The group found only five percent of six billion dollars granted to states under the Clean Water Act State Revolving Fund, was allotted to mitigate polluted runoff from farms and urban and sprawl areas, which together accounts for 60 percent of water pollution.

Among the 141 unregulated contaminants, 52 are associated with cancer, 41 with reproductive toxicity, 36 with abnormal development and 16 with damaging immune system. In spite of the potential health risks, presence of these chemicals in tap water is legal, no matter how high their concentration.

For 65 unregulated contaminants, the government has not recommended unenforceable health-based limits in tap water. For 46 of these chemicals, no health information is available in government and academic references.

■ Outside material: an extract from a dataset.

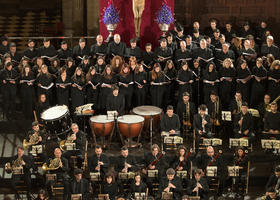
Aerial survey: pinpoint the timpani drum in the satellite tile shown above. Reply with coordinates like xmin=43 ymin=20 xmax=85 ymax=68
xmin=41 ymin=105 xmax=71 ymax=136
xmin=90 ymin=115 xmax=115 ymax=137
xmin=132 ymin=106 xmax=162 ymax=131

"Altogether, the unregulated chemicals that pollute public tap water supplies include the gasoline additive MTBE; the rocket fuel component perchlorate; at least 15 chemical by-products of water disinfection; four industrial plasticizers called phthalates linked to birth defects and reproductive toxicity; 78 chemicals used in industrial and consumer products; and 20 chemical pollutants from gasoline, coal, and other fuel combustion," the EWG says.

The contaminants that raise high health concern include trihalomethanes, nitrate, chloroform, bromodichloromethane, barium dibromochloromethane, bromoform, arsenic, copper, haloacetic acids, nitrate & nitrite, alpha particle activity, manganese, lead, aluminum, alpha particle activity, radon and selenium.

The states most heavily contaminated are California, Wisconsin, Arizona, Florida, North Carolina, Texas, New York, Nevada, Pennsylvania and Ohio.